# KC craigslist lathe



## Rebelwork (Jan 15, 2012)

Anybody give some insight on this lathe on craigslist. Trying to decide....thx
http://images.craigslist.org/00K0K_dZbDVo5neWy_600x450.jpg
https://kansascity.craigslist.org/tls/4857701030.html


----------



## john lucas (Sep 18, 2007)

There were a lot of lathes that looked very similar and sold under other names. I had J-line that looked just like that. It was a good lathe. I put a DC motor on it to give it variable speed. Used it for a bunch of years before buying a more modern lathe.


----------



## hwebb99 (Nov 27, 2012)

It has a few tool rest, and several tools. Even without the tools I would think it is worth $150. You better make up your mind quick or it will be gone. Only concern would be the spindle thread, and if it has MT. I would guess this will be your first lathe, it is a heck of a lot better than a harbor freight lathe, that cost about the same.


----------



## Rebelwork (Jan 15, 2012)

Appreciate the replies. Its always bothered me I couldn't use a lathe. All those lathes in high school and everyone thought it would cooler to weld.

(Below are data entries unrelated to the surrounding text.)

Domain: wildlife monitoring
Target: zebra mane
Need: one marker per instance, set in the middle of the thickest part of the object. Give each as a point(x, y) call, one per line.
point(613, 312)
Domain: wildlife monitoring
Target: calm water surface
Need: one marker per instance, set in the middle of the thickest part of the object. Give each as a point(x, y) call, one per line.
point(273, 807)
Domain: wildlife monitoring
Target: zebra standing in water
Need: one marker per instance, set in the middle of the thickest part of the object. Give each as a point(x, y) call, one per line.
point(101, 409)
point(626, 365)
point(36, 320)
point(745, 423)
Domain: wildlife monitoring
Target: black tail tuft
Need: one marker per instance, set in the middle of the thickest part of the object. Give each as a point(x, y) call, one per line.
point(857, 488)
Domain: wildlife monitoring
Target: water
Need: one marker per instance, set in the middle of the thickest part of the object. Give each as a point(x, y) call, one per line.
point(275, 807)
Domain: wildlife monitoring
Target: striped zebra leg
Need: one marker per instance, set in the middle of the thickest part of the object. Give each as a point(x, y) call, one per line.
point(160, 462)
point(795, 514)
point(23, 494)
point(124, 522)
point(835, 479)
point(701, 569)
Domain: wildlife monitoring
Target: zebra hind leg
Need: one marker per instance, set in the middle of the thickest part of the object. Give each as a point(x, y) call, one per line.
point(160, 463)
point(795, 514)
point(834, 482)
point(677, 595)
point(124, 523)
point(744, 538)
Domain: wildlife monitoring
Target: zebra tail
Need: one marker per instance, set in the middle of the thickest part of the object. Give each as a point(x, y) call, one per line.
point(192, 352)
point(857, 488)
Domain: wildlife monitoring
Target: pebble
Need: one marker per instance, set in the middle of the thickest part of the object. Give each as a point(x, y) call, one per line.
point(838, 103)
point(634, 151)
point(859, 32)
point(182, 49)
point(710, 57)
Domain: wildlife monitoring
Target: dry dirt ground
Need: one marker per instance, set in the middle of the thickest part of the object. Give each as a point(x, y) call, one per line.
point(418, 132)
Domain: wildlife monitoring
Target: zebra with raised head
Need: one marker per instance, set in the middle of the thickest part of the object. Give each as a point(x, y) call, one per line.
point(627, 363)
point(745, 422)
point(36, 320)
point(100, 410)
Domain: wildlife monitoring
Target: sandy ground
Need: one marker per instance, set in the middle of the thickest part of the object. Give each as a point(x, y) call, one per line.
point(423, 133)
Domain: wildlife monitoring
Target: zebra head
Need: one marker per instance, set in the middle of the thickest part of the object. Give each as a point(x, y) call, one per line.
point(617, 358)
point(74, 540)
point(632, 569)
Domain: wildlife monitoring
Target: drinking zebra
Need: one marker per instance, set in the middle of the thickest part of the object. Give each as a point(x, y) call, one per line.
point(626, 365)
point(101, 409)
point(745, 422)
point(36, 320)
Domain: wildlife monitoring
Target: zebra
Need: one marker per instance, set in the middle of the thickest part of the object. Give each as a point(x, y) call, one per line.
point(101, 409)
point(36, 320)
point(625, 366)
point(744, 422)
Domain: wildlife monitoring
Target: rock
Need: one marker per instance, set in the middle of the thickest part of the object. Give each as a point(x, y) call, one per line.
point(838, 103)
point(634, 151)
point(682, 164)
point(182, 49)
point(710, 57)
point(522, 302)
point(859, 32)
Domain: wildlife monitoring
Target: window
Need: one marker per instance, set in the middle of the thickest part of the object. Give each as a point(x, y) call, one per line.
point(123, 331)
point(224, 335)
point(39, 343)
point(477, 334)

Anyway, I guess my main concern should be wobble/play in the spindles. Are bearings a problem to find for these older lathes? I don't mind digging into an older lathe as long as it worked prior...


----------



## tewitt1949 (Nov 26, 2013)

I got one very similar to that. I ended up putting a jack shaft with 2 more sets of pullies to slow it down more.

other than that is a good lathe. Mine has a 12 inch bed extension in it.

if you want pictures of how I slowed mind down email me.


----------



## john lucas (Sep 18, 2007)

Bearing's aren't a problem and odds are it has a #2 morse taper and 1" 8TPI spindle which is quite common. Mine was missing the tailstock quill but I found out that the Quill for the Delta lathe would work if it was turned down a little. I had access to a metal lathe so I turned it down to fit.


----------



## Bmezz (Jun 16, 2014)

+1 on what John said. It's a Delta 1460. MT2 on both ends and 1x8tpi. 12"swing. Hurry up and get it before it's gone.


----------



## Rebelwork (Jan 15, 2012)

The lathe has sold I believe, but something always comes up as it did.

The info you have given is a keeper and look to learn more as I'm green in the lathe area. I actually had thought about trying to buy two so I could cut and weld and add to its length.


----------



## hwebb99 (Nov 27, 2012)

When you find a good deal like that you have to jump on it. If you wait till the next day they are usually gone.


----------



## Rebelwork (Jan 15, 2012)

I felt it was a good deal but unsure. Too green on lathes to know. Didn't start looking till this week. I'll try to soak up some knowledge from the wood turning section on these old lathes. There are so many its hard to tell what to jump on and what not to when considering age and parts...

The heavy base on the rockwell kinda got my interest...


----------



## Rebelwork (Jan 15, 2012)

Any thoughts come to mind?....

I have a Powermatic wood lathe model 45 that is in great condition. I am only selling it because it has been sitting collecting dust for almost 2 years now. This is a great machine and is to nice to be collecting dust. This is the older style that is made of solid metal, you can almost never wear it out. Sorry no lathe tools come with it. If you have any questions please ask. Phone or email, no texting.
Thanks


----------



## 9thousandfeet (Dec 28, 2014)

I used to have one of those many years ago. Used it a lot for reproducing stair balusters and gingerbread spindles etc on Victorian house restoration projects. Entirely satisfactory for that kind of work and a solid, heavy machine. 
You won't find many people saying positive things about Reeves drives nowadays, but then nowadays we're all spoiled rotten by electronic variable speed controls. Mine worked reliably the entire time I had it—6 years and no idea how many hundreds of hours—so I'm not as down on Reeves drives as those folks who weren't that lucky.
Converting that lathe to EVS wouldn't be a monster project either, and would be something I'd probably do with a unit like that.

Replacement headstock bearings were available from any decent bearing supply house back then, I do know that—they were a fairly standard-sized bearing. 
I'd suspect, but don't know for sure, that they're still available. 

I'd say so long as none of the castings are cracked or busted, that unit can be made into a real smooth performer.
That looks like a home-made tool rest cobbled together from a crappy piece of angle iron, and someone got in there with a can of yellow paint, and I don't see the tailstock locking lever either. All solvable problems though.


----------